高田 仁 産学連携マネジメント、技術移転、技術経営(MOT)、アントレプレナーシップ

14/08/26

・今日は、私が担当する科目「産学連携マネジメント」を紹介したい。
・全15回の講義の半分は、座学とケース・ディスカッションを中心に構成され、半分は「QuickLook」というツールを用いた技術アセスメントのグループ演習を行う。
・まず座学とケース・ディスカッションだが、多様な形態を持つ産学連携の代表的なパタンである「共同研究」「技術ライセンス」「大学発ベンチャー」について学び、それに必要な知識となる「知的財産」も併せて学ぶ。例えば、大学で日々生まれる「研究成果(発明)」をどのように評価し、権利化すべきなのか?といった論点について、事例を交えながら学ぶ。例えばひとつの論点として、「特許取得とコスト負担」がある。大学では、1年間に膨大な数の論文発表や学会発表が行われるが、その全てを「特許」として権利化するのは、手間とコストの面で明らかに非現実的だ。何らかの基準によって評価し、権利化の対象として選別しなければならないが、「海のものとも山のものとも判らない」基礎研究成果を、一体どのように評価すれば良いか、について解説し、議論する。

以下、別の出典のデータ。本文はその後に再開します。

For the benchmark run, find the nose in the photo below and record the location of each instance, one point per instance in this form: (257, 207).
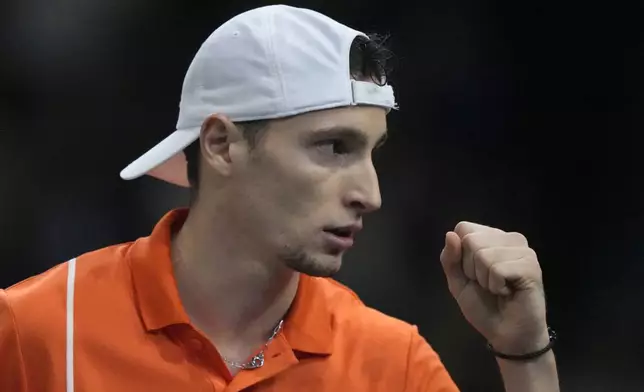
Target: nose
(363, 195)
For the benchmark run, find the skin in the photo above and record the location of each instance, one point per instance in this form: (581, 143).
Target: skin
(259, 221)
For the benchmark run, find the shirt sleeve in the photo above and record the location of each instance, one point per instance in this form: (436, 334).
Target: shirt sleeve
(425, 371)
(12, 370)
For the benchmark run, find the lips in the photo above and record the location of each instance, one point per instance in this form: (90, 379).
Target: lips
(341, 237)
(342, 232)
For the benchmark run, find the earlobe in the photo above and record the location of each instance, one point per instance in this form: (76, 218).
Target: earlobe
(218, 133)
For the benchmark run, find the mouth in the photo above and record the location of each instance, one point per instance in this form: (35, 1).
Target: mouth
(342, 232)
(341, 237)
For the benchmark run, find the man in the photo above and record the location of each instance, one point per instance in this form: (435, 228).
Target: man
(280, 111)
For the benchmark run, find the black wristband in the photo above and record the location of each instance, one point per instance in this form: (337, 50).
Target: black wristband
(526, 357)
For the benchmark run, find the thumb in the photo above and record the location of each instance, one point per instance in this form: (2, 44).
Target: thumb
(451, 259)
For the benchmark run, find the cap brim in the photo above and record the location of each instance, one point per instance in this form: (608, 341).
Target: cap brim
(166, 160)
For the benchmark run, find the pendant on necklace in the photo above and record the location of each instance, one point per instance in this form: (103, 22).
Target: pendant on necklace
(257, 361)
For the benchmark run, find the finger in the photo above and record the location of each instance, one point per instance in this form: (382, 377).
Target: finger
(464, 228)
(451, 261)
(514, 275)
(475, 242)
(485, 259)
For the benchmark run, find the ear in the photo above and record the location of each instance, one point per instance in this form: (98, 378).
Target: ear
(218, 135)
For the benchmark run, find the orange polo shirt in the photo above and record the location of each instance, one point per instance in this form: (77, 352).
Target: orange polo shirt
(111, 320)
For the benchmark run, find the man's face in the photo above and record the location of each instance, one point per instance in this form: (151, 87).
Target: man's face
(304, 189)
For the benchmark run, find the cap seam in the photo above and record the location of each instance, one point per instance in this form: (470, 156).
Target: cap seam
(277, 70)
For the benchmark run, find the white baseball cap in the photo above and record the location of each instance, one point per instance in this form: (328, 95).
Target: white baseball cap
(269, 62)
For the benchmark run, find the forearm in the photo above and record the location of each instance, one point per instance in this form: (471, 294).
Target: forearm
(537, 375)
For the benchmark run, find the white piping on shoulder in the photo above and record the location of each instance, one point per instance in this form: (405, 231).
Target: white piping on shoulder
(69, 346)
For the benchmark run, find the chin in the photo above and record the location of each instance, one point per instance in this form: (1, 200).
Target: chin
(325, 265)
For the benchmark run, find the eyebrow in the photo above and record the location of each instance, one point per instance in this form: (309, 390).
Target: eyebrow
(351, 133)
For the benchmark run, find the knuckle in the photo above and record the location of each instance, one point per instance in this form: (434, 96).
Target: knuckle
(518, 238)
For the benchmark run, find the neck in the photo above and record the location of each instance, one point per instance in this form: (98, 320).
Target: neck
(229, 291)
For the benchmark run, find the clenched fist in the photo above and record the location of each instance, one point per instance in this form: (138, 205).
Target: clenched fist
(496, 279)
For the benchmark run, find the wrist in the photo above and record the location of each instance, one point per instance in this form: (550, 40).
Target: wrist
(524, 350)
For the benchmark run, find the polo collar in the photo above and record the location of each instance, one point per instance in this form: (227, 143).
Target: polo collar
(307, 326)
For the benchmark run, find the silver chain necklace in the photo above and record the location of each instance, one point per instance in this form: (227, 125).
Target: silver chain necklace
(257, 360)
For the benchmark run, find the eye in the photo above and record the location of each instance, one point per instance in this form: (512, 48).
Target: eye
(333, 147)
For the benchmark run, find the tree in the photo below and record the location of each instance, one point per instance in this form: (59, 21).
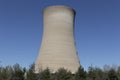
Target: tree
(63, 74)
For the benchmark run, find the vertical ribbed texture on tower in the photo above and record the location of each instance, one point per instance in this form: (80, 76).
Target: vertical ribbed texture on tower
(58, 49)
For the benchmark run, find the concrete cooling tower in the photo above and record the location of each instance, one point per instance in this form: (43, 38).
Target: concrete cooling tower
(58, 49)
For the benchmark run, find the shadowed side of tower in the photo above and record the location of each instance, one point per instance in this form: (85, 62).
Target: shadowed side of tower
(58, 48)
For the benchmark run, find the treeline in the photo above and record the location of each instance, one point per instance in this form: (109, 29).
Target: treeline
(16, 72)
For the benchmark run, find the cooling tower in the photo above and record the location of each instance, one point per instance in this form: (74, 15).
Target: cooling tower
(58, 49)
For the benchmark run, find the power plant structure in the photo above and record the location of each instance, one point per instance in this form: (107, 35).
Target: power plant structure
(58, 48)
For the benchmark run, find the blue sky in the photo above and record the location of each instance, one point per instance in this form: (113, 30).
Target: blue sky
(97, 30)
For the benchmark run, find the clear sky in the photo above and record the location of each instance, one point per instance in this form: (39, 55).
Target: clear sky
(97, 30)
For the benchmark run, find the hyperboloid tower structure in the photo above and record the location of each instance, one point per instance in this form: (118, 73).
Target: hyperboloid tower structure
(58, 49)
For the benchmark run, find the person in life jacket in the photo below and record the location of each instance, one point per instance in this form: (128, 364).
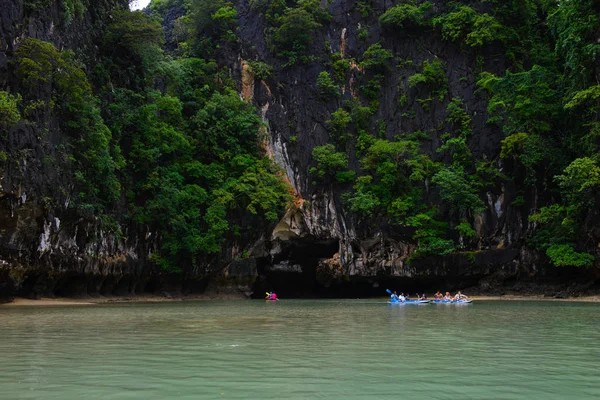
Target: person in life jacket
(272, 296)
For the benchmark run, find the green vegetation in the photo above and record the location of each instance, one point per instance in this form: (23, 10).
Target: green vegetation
(433, 77)
(376, 58)
(467, 25)
(161, 141)
(331, 165)
(405, 17)
(261, 70)
(9, 112)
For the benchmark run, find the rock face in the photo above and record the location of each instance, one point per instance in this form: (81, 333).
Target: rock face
(319, 247)
(320, 236)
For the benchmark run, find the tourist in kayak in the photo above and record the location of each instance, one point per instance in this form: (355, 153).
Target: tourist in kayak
(460, 296)
(271, 296)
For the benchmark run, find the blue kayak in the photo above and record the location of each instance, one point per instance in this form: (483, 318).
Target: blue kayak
(452, 301)
(409, 302)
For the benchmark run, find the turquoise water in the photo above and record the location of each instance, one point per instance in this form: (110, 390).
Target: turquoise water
(301, 349)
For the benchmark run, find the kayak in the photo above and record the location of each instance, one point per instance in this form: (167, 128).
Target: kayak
(452, 301)
(408, 302)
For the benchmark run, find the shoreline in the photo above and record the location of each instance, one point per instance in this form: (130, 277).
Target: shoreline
(65, 301)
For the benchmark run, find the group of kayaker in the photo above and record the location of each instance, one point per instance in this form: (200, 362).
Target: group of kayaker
(458, 296)
(438, 296)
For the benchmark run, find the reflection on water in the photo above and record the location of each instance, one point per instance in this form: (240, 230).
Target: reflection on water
(301, 350)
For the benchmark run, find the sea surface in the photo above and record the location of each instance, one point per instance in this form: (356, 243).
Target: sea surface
(301, 349)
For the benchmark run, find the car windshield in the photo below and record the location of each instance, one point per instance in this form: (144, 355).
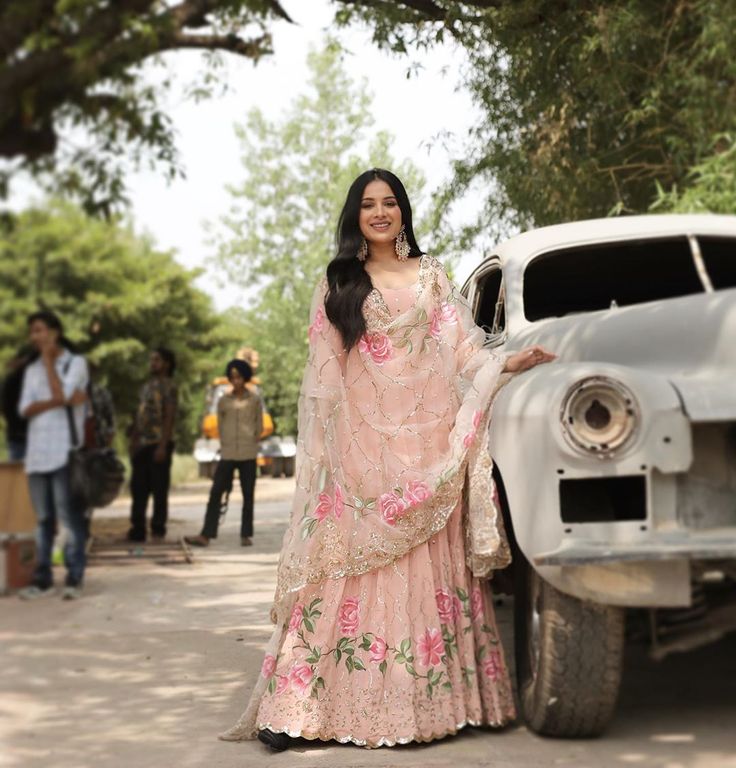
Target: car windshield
(594, 277)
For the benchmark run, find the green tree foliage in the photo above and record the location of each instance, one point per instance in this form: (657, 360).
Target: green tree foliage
(586, 107)
(710, 186)
(118, 297)
(73, 98)
(279, 234)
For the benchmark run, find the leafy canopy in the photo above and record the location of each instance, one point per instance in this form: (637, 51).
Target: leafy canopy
(587, 108)
(279, 234)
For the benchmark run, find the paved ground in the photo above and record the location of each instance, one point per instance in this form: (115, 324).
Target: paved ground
(156, 659)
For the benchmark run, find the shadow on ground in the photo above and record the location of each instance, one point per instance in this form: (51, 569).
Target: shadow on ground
(155, 660)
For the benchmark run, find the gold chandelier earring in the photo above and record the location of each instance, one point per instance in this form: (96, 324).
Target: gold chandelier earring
(402, 245)
(362, 253)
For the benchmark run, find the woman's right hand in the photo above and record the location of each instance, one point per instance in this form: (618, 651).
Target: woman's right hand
(528, 358)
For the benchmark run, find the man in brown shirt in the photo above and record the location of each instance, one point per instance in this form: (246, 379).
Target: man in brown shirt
(152, 447)
(239, 422)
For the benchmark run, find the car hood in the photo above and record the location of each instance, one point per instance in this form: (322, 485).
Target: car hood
(690, 340)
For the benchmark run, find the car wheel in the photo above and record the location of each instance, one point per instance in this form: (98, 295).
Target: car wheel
(569, 657)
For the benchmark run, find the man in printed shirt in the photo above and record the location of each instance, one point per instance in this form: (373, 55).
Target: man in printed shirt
(152, 447)
(53, 390)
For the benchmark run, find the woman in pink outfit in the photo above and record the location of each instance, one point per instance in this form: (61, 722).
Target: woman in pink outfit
(385, 632)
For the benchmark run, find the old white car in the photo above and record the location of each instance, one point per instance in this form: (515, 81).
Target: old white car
(615, 464)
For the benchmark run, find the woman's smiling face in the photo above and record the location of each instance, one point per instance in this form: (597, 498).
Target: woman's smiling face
(380, 215)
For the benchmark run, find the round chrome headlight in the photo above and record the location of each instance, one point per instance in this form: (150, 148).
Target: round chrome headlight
(599, 416)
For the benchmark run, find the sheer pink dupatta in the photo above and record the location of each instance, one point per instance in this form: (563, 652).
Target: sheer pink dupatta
(388, 434)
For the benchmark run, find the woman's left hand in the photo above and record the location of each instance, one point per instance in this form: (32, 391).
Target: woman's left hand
(528, 358)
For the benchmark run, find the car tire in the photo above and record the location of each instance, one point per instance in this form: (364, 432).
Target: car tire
(569, 658)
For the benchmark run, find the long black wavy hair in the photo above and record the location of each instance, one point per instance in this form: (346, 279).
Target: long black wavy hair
(348, 283)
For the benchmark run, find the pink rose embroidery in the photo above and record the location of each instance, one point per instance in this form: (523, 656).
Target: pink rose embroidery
(300, 677)
(447, 606)
(378, 346)
(477, 416)
(435, 327)
(349, 616)
(448, 313)
(316, 327)
(476, 604)
(339, 507)
(492, 666)
(430, 648)
(324, 506)
(392, 507)
(296, 619)
(417, 491)
(378, 650)
(269, 666)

・また、「共同研究」では、大学と企業の共同研究にあたっての目的意識の違いを十分に理解し、双方の利害が一致するポイントを明確化することの重要性を学ぶ。また、「技術ライセンス」についても、大学から企業へのライセンスがどのようなイノベーションの実現を果たしてきたのか、また、産学のライセンス交渉で何が争点となるのか、どこに留意するとより早く合意にたどりつけるのかを実例を通じて学ぶ。更に、「大学発ベンチャー」の果たす役割や、その設立や大学との関係の持ち方について、注意すべき点を学ぶ。

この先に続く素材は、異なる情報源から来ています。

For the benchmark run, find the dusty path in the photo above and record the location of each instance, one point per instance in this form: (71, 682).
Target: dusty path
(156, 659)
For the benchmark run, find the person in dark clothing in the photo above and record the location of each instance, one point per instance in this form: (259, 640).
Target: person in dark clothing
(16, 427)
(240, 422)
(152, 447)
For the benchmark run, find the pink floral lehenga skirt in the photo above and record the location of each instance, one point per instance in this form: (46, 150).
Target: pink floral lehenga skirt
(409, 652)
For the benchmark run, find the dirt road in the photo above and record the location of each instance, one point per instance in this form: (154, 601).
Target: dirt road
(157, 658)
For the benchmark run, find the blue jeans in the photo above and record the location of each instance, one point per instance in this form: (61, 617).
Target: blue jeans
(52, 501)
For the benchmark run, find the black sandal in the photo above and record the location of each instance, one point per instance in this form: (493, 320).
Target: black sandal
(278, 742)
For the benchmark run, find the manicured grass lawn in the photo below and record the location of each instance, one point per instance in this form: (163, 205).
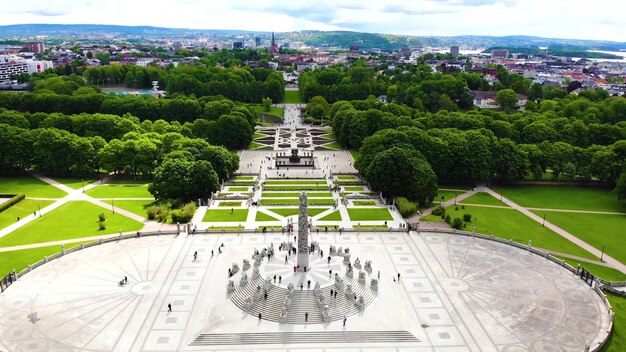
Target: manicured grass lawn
(288, 201)
(138, 207)
(484, 199)
(564, 197)
(280, 112)
(295, 188)
(264, 217)
(237, 189)
(74, 182)
(292, 97)
(364, 202)
(603, 272)
(244, 178)
(229, 204)
(30, 186)
(295, 194)
(21, 259)
(366, 214)
(511, 224)
(254, 145)
(295, 211)
(71, 220)
(219, 215)
(333, 145)
(595, 229)
(295, 182)
(138, 191)
(447, 195)
(22, 209)
(617, 340)
(334, 216)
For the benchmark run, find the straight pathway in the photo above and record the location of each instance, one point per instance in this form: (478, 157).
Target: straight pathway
(616, 264)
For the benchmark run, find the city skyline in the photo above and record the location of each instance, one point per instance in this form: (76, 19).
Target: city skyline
(555, 19)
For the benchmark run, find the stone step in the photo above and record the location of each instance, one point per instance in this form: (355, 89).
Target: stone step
(313, 337)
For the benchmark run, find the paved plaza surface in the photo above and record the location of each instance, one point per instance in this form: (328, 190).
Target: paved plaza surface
(455, 293)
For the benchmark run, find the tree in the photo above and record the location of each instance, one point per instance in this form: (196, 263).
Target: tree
(403, 172)
(507, 99)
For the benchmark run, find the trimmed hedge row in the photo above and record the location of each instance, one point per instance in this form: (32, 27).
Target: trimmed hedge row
(15, 198)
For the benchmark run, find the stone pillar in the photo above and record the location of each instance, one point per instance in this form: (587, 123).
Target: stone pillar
(303, 233)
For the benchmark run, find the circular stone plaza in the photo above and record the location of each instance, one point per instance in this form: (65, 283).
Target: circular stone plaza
(259, 287)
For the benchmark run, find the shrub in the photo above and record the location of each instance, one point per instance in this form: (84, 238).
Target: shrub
(457, 223)
(406, 207)
(439, 210)
(15, 198)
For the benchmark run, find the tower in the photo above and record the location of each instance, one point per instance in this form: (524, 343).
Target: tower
(274, 48)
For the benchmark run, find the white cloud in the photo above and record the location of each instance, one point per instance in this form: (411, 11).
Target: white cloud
(547, 18)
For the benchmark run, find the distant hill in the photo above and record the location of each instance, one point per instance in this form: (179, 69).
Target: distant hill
(315, 38)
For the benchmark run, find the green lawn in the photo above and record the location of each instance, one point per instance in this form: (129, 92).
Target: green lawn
(295, 194)
(363, 202)
(21, 259)
(22, 209)
(219, 215)
(104, 191)
(484, 199)
(244, 178)
(603, 272)
(511, 224)
(134, 206)
(292, 97)
(564, 197)
(264, 217)
(229, 204)
(74, 219)
(295, 188)
(279, 112)
(444, 196)
(296, 182)
(237, 189)
(30, 186)
(595, 229)
(295, 211)
(74, 182)
(367, 214)
(617, 340)
(127, 181)
(334, 216)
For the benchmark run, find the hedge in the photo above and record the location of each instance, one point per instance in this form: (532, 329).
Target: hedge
(15, 198)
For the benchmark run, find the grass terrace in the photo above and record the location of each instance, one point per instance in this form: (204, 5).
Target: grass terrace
(511, 224)
(226, 215)
(74, 219)
(369, 214)
(30, 186)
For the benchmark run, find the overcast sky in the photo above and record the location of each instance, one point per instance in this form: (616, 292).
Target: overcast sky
(602, 20)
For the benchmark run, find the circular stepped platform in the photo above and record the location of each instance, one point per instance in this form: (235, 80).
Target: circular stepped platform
(308, 338)
(303, 301)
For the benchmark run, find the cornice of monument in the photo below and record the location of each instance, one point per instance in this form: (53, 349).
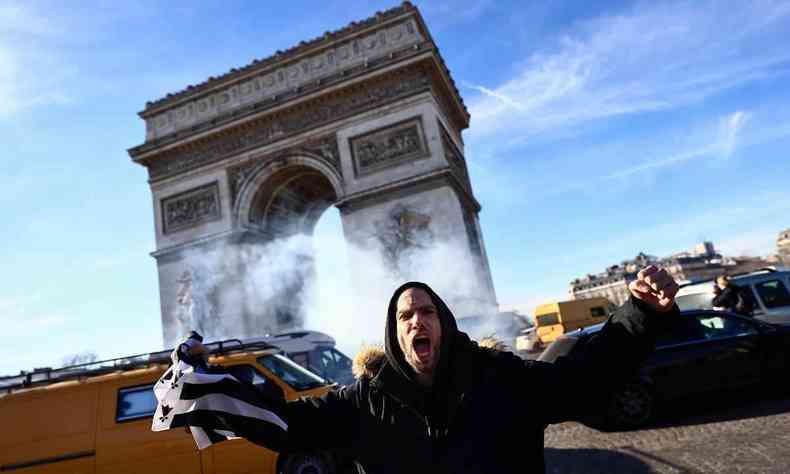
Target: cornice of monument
(293, 120)
(286, 75)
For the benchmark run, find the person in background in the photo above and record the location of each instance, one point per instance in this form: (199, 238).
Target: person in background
(438, 402)
(731, 297)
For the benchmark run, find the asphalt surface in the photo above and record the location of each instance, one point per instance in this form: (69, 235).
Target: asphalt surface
(742, 432)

・残る半分は、「QuickLook」という技術アセスメントツールを用いて、グループ演習を行う。クイックルックとは、NASAで開発され、テキサス大学オースチン校で発展し現在も広く使用されているツールで、20~40時間ほどの短時間で大学などの研究シーズの商業化の可能性を評価できる。
・この演習では、九州大学が保有する実際の技術シーズリストの中から、グループでアセスメントに取り組む案件を選ぶことから始まる。演習には、九大の産学官連携本部も協力してくれており、発明者へのインタビューや商業化に関心を持つ企業などへのインタビューなどのアセスメントを進め、最終発表会では、ベンチャーキャピタルや弁理士、TLOの取締役などの前でプレゼンテーションをし、評価されるという構成だ。
・技術アセスメントの項目としては、「技術がもたらす便益」「対象市場」「市場の関心」「技術開発」「知財取得」「参入障壁」などから構成され、最終的にその技術の市場参入戦略を立案する内容となっている。
・ちなみに、昨年度は、「ペット向け医薬品」「植物由来の新しい機能性食品」「高齢者にも聞こえやすい音声強調システム」など6つのテーマについて、商業化に向けたシナリオ作成を行った。

・以上のように、「産学連携マネジメント」は、MOT(技術経営)に必要な知識の獲得と、QBSの特徴である「受講者の多様性」を活かした演習とをバランスよく織り交ぜて産学連携の理論と実務の両方を学べる点が特徴である。

【今回のまとめ】
・「産学連携マネジメント」は、理論や実例を通じた知識の獲得と、QBSの特徴である「受講者の多様性」を活かしたグループ演習とをバランスよく織り交ぜて、産学連携の理論と実務の両方を学べる科目となっている。